The Home of Steven Barnes
Author, Teacher, Screenwriter

Monday, September 25, 2006

Jet Li’s Fearless (2006)

The umpteenth telling of the guru of the Jin Wu sports federation, Huo Yuanjia, is also, reportedly, martial arts master Jet Li’s final Wu Shu (traditional Chinese Martial Arts) film.  If so, he goes out on a very high note indeed.
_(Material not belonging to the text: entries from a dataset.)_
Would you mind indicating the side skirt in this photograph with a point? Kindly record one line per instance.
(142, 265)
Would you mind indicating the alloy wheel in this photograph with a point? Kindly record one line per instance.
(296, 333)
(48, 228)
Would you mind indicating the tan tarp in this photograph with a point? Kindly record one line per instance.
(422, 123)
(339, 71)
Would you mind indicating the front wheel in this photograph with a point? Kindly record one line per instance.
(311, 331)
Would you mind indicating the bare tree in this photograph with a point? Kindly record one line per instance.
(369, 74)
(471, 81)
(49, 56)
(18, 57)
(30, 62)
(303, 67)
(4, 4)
This story (which is the back story for Bruce Lee’s “Chinese Connection”) deals with the period when China was colonized by the British, Russian, and Japanese, who referred to China derisibly as the “Sick Man of Asia.”  Huo Yuanjia is pulled into a series of contests between the greatest fighters of the colonizing powers.  As he is considered a hero by millions of Chinese, you can probably imagine the outcome.
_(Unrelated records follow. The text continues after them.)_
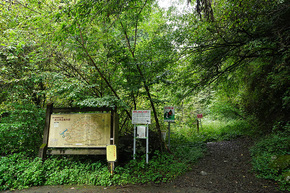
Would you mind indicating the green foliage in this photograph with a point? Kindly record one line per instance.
(22, 129)
(17, 171)
(271, 158)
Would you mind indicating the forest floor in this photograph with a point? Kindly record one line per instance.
(225, 169)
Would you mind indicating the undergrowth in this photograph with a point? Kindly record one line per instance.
(271, 158)
(17, 171)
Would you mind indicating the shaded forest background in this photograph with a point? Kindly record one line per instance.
(227, 59)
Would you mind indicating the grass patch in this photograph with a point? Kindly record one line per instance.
(271, 158)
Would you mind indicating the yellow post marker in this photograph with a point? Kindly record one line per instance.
(111, 155)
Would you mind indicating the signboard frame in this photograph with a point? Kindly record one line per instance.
(169, 114)
(113, 136)
(141, 117)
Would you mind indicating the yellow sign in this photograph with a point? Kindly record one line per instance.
(79, 130)
(111, 153)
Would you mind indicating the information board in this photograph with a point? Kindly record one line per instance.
(141, 117)
(199, 116)
(79, 130)
(111, 153)
(169, 114)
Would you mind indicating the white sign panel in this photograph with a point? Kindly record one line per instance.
(141, 117)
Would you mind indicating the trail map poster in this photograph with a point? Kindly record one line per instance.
(141, 117)
(169, 114)
(79, 130)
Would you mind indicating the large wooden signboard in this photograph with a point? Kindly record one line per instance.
(79, 130)
(141, 117)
Despite its predictability, the movie flat rocks.  Jet Li intended it to be his statement of the meaning of Wu Shu, and what it has given him over the course of his life.  What he has given us is a document for the ages.  Jet Li is one of those few human beings whose motion exists at the edge of perfection.  There simply isn’t another level above Jet, although there are others—Baryshnikov, Astaire, Chaplin, Bruce Lee, and a few others—who have left cinematic testimonials of similar kinetic excellence.

The man has one of the most “physically intelligent” bodies I’ve ever seen in my life, and the story is poignant and honest enough to create a thematic backbone.  I cared.  And because I cared about this tale of an arrogant man who finds enlightenment, the martial aspects simply soared. 

Simply put, traditional martial arts films just don’t get much better than this.  The acting is only “O.K.” but the choreography and execution are extraordinary.  For martial arts fans: A+.  For moviegoers in general, a “B.”